Des améliorations notables viennent de la gestion publique, de l’administration publique (+14,6)  dans lesquelles, à en croire l’IIAG, la République démocratique du Congo est la meilleure du continent. Il faut ajouter à cela la capacité statistique (+17,9) ; la gestion budgétaire (+12, 5) et la mobilisation des ressources (+10,3). À l’intérieur du climat des affaires, la mesure sur un environnement compétitif est l’unique conducteur du changement positif. Les auteurs de l’indice Mo Ibrahim affirment que la République démocratique du Congo est le seul pays riche en ressources naturelles à  montrer une amélioration dans l’environnement des affaires depuis 2013. Dans le secteur rural, les indicateurs recherche agricole et extension des services  (14,0) ; l’engagement avec les populations rurales à faibles revenus (+13,3) ; la terre et l’eau pour les populations rurales à faibles revenus (+12,5) contribuent à la plupart des acquis au niveau de la sous-catégorie.

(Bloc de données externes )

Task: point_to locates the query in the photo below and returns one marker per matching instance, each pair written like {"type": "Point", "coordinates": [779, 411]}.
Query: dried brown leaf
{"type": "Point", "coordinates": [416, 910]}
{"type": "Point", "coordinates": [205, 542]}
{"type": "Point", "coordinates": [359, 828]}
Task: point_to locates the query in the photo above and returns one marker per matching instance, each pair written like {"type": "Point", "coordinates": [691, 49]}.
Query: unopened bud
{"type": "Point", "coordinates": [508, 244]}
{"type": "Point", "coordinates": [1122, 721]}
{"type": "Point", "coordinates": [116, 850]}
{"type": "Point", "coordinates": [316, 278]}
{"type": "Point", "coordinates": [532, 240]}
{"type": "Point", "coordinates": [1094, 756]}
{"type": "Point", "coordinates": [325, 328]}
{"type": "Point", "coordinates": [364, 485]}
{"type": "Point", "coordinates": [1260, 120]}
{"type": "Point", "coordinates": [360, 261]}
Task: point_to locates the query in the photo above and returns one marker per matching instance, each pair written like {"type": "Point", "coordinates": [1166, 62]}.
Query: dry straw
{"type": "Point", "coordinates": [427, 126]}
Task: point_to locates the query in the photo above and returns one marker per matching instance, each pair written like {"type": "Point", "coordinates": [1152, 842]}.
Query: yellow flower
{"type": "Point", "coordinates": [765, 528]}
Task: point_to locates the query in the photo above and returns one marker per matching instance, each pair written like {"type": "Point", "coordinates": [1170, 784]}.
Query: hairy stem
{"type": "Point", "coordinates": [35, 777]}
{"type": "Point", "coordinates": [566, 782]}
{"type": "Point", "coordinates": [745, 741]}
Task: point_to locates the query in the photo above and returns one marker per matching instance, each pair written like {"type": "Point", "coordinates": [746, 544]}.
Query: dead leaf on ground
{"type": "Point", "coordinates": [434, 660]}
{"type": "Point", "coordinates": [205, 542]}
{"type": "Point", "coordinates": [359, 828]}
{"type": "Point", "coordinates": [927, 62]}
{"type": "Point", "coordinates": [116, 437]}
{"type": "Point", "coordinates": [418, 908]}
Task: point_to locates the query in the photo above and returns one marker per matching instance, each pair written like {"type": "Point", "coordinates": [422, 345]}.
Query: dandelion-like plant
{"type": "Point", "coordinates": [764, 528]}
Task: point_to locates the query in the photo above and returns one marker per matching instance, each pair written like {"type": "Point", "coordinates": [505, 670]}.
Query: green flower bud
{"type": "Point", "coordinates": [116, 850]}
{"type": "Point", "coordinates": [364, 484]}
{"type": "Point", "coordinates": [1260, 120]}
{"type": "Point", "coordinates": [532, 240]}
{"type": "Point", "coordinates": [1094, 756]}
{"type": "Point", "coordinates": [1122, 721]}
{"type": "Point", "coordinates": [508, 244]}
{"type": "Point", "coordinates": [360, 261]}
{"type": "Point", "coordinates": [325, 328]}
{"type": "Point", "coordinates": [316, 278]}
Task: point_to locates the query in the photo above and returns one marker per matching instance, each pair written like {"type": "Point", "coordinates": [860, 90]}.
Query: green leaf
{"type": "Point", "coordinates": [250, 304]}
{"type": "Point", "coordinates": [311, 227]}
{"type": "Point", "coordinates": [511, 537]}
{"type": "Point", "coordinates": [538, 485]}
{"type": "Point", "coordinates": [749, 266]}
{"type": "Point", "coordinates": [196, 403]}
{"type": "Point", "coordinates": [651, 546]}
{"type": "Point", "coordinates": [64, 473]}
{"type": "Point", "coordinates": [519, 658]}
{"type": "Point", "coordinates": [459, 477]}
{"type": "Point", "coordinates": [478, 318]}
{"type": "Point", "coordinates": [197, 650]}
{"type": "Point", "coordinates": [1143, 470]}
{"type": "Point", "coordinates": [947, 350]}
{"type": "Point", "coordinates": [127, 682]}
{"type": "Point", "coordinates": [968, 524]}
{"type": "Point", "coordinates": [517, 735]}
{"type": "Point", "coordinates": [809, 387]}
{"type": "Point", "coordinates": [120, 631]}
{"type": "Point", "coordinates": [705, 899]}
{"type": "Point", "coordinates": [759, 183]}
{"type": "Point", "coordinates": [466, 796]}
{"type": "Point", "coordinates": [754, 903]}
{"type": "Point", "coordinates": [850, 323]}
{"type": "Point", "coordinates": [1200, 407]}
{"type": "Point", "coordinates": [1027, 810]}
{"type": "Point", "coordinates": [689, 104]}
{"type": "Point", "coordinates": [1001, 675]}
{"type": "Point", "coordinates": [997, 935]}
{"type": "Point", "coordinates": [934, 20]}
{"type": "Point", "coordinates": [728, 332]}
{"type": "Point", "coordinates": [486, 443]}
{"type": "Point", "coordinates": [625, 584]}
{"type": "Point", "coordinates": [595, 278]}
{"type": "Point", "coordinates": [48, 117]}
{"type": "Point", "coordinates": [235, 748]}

La partie restante de cette catégorie, les infrastructures, doit aussi s’améliorer, mais dans une moindre mesure (+1,1) conduite par la connectivité digitale (+5,0) et l’accès à l’eau (+0,7).

C’est dans le développement humain, l’autre catégorie où la République démocratique du Congo montre une amélioration depuis 2011,  qu’est réalisé le score par catégorie le plus élevé du pays. Dans cette catégorie, la meilleure performance par sous-catégorie est la santé, tandis que la performance la plus faible concerne le bien-être

Au service de la bonne gouvernance

Outre son créateur, Mo Ibrahim, la Fondation Mo Ibrahim est composée, au niveau de ses directeurs, de personnalités venues d’horizons divers. Parmi elles, on peut citer Donald Kaberuka, ancien président de la Banque africaine de développement (BAD) ; Pascal Lamy, ancien directeur général de l’Organisation internationale du commerce (OMC) ; Graça Machel, ancienne ministre de l’Éducation  nationale du Mozambique ; Sir Ketumile Masire, ancien président du Botswana ; Mary Robinson, envoyée spéciale pour le changement climatique de l’Organisation des Nations unies, ancienne présidente de l’Irlande; Salim Ahmed Salim, ancien secrétaire général de l’Organisation de l’unité africaine, ancien Premier ministre tanzanien. La Fondation  Mo Ibrahim a pour vocation de réaliser des données sur la qualité de la gouvernance en Afrique gratuitement disponibles et accessibles à tous les citoyens du continent et aux parties prenantes intéressées. L’édition 2015 de l’Indice Ibrahim de la gouvernance en Afrique a été rédigée grâce aux données provenant de 33 institutions indépendantes aussi bien africaines qu’internationales.